Polícia de sutiã
A Polícia Militar do Rio de Janeiro, metendo-se a defensora do pundonor público e entendendo que exposição de seios na praia – no caso, o Recreio dos Bandeirantes – estaria configurando ultraje público ao pudor, na forma do artigo 233 do Código Penal, provocou o folclore policial da semana.
Toda vez que policial pensa que é jurista acontece isso. A rigor, já temos pouquíssimos juristas – refiro-me aos que são dignos de usar o título e não os meros integrantes da República dos Bacharéis, aquela que não consegue despertar a Nação dentro do País – mas o episódio carioca tranformou-se em vexame mundial.
Todo o poder excessivo dura pouco, diria Sêneca. Burke acrescentaria: quanto maior é o poder, tanto mais perigoso é o abuso. Napoleão Bonaparte, antes de Waterloo, disse, o que ele mais admirava neste mundo era a impotência da força. ‘‘Dos dois poderes, força e inteligência, é sempre a força que é vencida’’. Nosso Rui Barbosa – este sim, um jurista – ensinava que poder não é ter a obrigação de fazer alguma coisa, não é estar adstrito a praticar alguma ação. É ter o direito, a competência, a autoridade para uma função, para um ato, para uma coisa, observava a Águia de Haia. Assim, segundo Rui, se usará dessa autoridade, dessa competência, quando caiba, quando importe. Não obrigatoriamente.

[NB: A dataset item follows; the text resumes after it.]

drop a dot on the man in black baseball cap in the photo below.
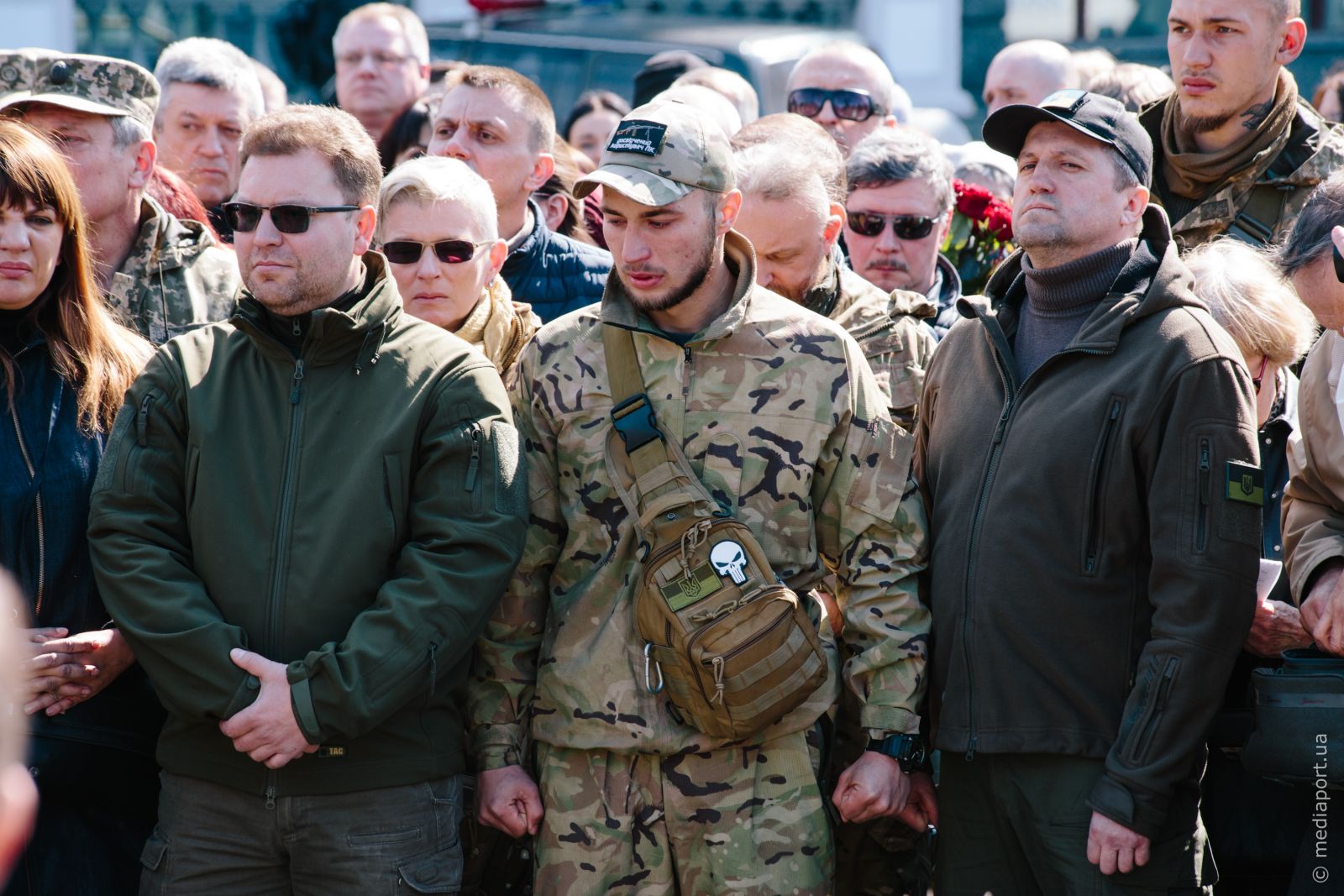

Chega de citações, voltemos ao topless. Os juristas fardados, caminhando pela praia armados até de fuzis (foi cômico: arma possante contra seios) prenderam uma mulher, e também o marido dela, acusado de ‘‘resistência a um ato legal’’. Ah, Stanislaw Ponte Preta, você morreu mas uma de suas geniais criações - o Festival de Besteira que Assola o País (Febeapá) – continua sendo mais realidade do que ficção.
Os juristas fardados apoiados pelo bacharel delegado que enquadrou e arbitrou fiança, criaram uma embrulhada fantástica. O tal artigo 233 fala no ato obsceno em lugar público. Os falsos juristas confundiram nudez com falta de sutiã. Temos mais, porém: na madrugada dessa baixaria na praia, três mulheres que estavam na fila de uma escola para matricular os filhos, na Pavuna, foram atacadas por homens armados e estupradas. A Polícia nem pensou em aparecer no local. Não sei o que é mais vergonhoso: este caso, topless e Candelária, seios descobertos e Vigário Geral. Só sei que os policiais pisaram na bola na cidade cheia de estrangeiros neste janeiro, assistindo a essa palhaçada, mesmo porque eles não atacam ninguém na Marquês da Sapucaí. É tão ridículo que é melhor parar por aqui.
Na semana em que o Ministério da Defesa ficou sem Élcio Álvares (aquele que foi mas nunca deveria ter sido) é bom lembrar que na Constituição de 88 mudou-se um conceito ao se atribuir à PM a função de preservar (não mais manter, como antigamente) a chamada ordem pública, que em momento algum esteve ameaçada nas praias do Rio. Para os legalistas, importante acrescentar, ainda, que em casos como o do artigo 233, alguém precisa se considerar ofendido e representar formalmente contra quem estivesse ferindo seus princípios. Por causa de bobagens assim é que se repete na Justiça o que já se fez na Polícia. Quer dizer: pelos atos de alguns, a instituição inteira paga o pato, porque acaba levando a fama de não ser confiável, arbitrária e em relação a ela sempre ter um pé atrás. Quando não se usa o cérebro, a instituição padece. E como.
A propósito, a mudança no Ministério da Defesa – uma mera troca de seis por meia dúzia – está longe de atender as aspirações do povo brasileiro. Este, não se preocupa com invasões externas (embora nas nossas fronteiras contrabandistas traficantes deitem e rolem) mas com os graves problemas internos. Seria muito bom que se acostumasse a pensar em Defesa e Segurança Pública. As Forças Armadas, sabemos muito bem o que fazem e não fazem. A Polícia continua mergulhada em cisões, conceitos e palpites. Que geram episódios como o do topless. Queremos ser País do futuro? Desse jeito é que não seremos. O comando policial recuou para o vexame não ter repetição. Ainda bem que, no mais, o Rio continua lindo.